The unnamed partner will be responsible for all TiVo product sales outside the company’s website, including Amazon and Best Buy, CEO Enrique Rodriguez said on a fiscal call.

“This quarter saw the last MSO hardware revenue as we completed fulfillment of orders made last year,” Rodriguez said. “Once we complete this transition, we still will have direct consumer hardware sales through which we will be fulfilling through this box manufacturer.”

The CEO said that future hardware sales would be facilitated through the partner, with TiVo acting as a distribution channel. The change should have little impact on consumers.

“Basically, the consumer will continue seeing a TiVo-branded device … with TiVo software that they have known over the years,” Rodriguez said.

He said Amazon and Best Buy are better suited to sell hardware than TiVo, which was acquired by Rovi Corp. in 2016, with Rovi assuming the TiVo corporate name.

“We’re very confident in [the partner’s] ability to succeed there,” Rodriguez said.

Indeed, TiVo generated the bulk of first-quarter (ended March 31) revenue ($189.8 million) from licensing, services and software ($186.1 million), with hardware generating $3.6 million. The tallies trailed year-over-year total revenue ($205.7 million), licensing, services and software ($190.5 million) and hardware ($15.2 million).

TiVo is also exiting so-called non-core revenue channels, including Legacy TiVo Time Warp IP deals, hardware and analog products.
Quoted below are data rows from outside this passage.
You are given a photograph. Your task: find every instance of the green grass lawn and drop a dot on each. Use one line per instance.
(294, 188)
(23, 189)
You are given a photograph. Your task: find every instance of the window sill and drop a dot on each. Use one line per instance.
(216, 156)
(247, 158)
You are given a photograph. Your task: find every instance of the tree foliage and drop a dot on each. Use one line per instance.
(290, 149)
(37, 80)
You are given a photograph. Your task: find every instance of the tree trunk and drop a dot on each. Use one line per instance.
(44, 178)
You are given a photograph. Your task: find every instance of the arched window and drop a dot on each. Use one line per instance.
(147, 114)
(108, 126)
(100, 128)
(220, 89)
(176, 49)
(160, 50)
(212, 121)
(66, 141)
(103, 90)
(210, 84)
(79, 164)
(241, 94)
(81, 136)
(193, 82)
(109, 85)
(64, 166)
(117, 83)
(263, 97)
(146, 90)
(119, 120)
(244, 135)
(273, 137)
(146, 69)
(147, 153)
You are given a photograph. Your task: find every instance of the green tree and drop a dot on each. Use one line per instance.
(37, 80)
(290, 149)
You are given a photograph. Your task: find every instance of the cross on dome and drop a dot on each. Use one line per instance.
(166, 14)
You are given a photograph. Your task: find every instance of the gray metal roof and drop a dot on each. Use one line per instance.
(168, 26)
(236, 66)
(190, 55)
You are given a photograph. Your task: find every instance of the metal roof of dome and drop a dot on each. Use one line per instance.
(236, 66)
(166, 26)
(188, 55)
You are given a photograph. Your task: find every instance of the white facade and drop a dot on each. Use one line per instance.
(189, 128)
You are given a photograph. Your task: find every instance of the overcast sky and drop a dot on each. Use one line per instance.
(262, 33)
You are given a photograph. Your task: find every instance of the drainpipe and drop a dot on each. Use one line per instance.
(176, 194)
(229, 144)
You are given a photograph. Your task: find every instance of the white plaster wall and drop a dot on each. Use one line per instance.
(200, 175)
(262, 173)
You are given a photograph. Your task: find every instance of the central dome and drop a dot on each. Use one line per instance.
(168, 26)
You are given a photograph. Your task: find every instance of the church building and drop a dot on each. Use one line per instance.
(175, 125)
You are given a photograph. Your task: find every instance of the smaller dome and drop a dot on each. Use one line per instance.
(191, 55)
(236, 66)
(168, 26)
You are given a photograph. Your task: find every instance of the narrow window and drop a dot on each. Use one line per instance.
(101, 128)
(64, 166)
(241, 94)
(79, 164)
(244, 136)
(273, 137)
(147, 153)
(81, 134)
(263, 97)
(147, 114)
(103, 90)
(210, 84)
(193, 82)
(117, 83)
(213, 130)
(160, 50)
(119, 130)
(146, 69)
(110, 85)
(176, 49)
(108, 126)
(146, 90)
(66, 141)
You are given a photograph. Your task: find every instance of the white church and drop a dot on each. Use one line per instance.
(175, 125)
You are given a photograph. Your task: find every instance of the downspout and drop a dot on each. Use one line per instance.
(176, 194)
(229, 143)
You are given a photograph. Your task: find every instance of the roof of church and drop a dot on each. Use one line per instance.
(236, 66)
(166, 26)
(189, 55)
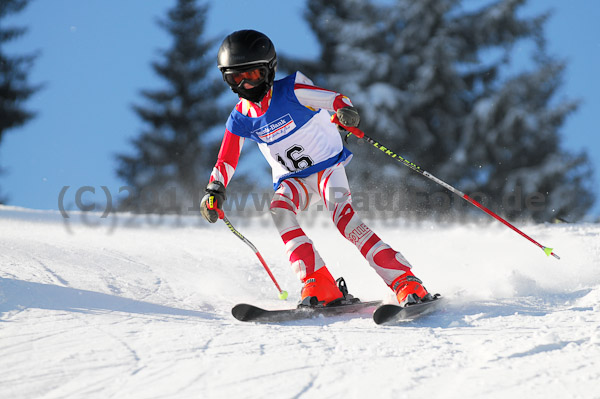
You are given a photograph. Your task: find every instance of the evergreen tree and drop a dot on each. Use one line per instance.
(431, 80)
(175, 154)
(14, 89)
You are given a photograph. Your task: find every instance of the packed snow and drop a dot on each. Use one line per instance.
(139, 307)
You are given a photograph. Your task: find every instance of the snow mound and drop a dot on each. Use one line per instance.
(139, 307)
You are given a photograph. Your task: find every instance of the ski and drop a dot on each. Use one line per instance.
(246, 312)
(393, 313)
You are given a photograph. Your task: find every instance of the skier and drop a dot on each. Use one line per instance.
(289, 120)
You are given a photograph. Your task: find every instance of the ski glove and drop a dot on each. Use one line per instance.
(211, 206)
(347, 120)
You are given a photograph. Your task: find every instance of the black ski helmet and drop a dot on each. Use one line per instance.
(246, 50)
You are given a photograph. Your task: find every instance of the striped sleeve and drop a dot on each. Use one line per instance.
(315, 97)
(227, 161)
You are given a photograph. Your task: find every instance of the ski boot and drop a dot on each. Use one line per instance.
(409, 290)
(320, 289)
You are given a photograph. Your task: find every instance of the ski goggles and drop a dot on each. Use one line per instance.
(252, 76)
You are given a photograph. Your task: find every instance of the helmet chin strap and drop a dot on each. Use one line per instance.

Indeed, non-core revenue declined $25.7 million in the quarter compared to the previous-year period.

Finally, TiVo cut its fiscal loss in half to $17.7 million from $34.6 million last year.

Nintendo Wants to Again Catch Smartphone Game Lightning

Nintendo re-energized its brand relevance in 2017 with the launch of Switch, the seventh major game console developed by the venerable Japanese manufacturer.
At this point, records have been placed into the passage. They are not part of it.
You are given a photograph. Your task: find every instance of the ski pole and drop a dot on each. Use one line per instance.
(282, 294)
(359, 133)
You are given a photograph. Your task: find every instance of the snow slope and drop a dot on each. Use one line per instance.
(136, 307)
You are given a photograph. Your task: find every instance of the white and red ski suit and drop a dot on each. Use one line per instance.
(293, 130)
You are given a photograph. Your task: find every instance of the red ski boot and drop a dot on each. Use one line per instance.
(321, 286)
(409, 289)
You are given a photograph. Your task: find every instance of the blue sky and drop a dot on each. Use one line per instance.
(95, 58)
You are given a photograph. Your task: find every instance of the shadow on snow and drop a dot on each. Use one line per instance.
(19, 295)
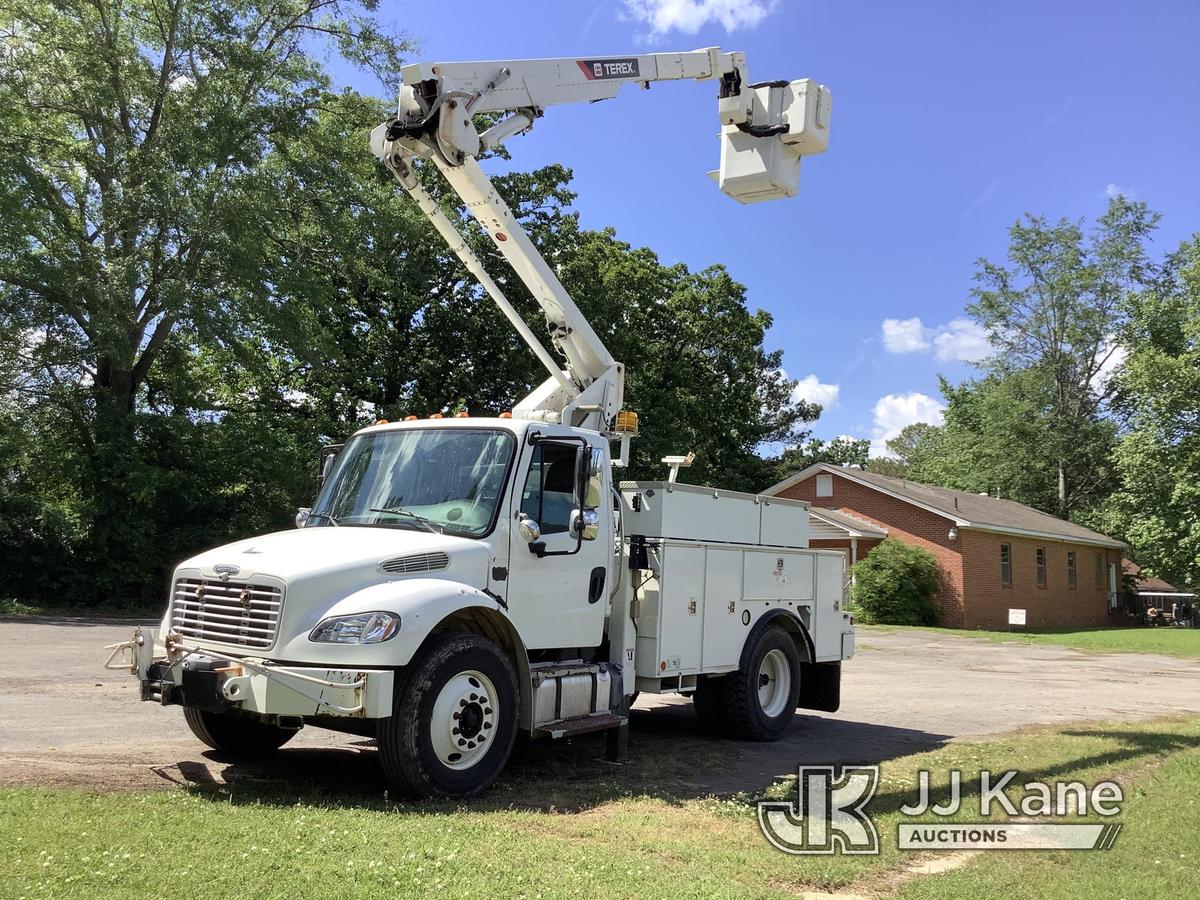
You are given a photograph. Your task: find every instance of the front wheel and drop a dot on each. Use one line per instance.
(234, 735)
(454, 720)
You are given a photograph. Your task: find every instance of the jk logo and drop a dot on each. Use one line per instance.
(827, 815)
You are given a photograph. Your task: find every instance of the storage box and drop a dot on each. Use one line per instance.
(658, 509)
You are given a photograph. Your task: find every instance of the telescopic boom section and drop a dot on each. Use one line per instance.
(766, 129)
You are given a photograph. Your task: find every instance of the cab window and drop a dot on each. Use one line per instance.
(549, 495)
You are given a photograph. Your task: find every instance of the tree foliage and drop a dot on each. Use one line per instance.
(1158, 461)
(1054, 315)
(204, 275)
(895, 585)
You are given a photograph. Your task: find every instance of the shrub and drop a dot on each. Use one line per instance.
(895, 586)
Now, incoming CEO Shuntaro Furukawa wants to recapture the Pokémon Go smartphone game craze of 2016 (co-created with Niantic) with a new platform of smartphone apps. Pokémon Go generated $950 million in revenue, of which Nintendo got a 19% cut of total revenue.

“From what I can see, smartphone games are the ones I want to expand the most,” Furukawa told Nikkei Asian Review.

While Furukawa may be swinging for the digital fences, Nintendo concluded fiscal year 2018 (ended March 31) with a physical media grand slam thanks to Switch and related legacy software.

The company reported $9.1 billion in revenue, more than double the $4.5 billion in fiscal 2017. Profit ballooned 36% to $1.3 billion from $940 million.

Hardware sales (thanks to Switch) represented 65.4% of revenue compared to 54% of revenue in 2017. Software represented 85% of sales compared to 87% last year.

More importantly, digital revenue, which included downloadable versions of packaged software, download-only software and add-on content, generated $557 million, or 17% of sales, compared to $298 million (15%) in 2017.

“The idea that something will emerge [in mobile] that transforms into something big, in the same manner as game consoles, is the defining motive of the Nintendo business,” said Furukawa.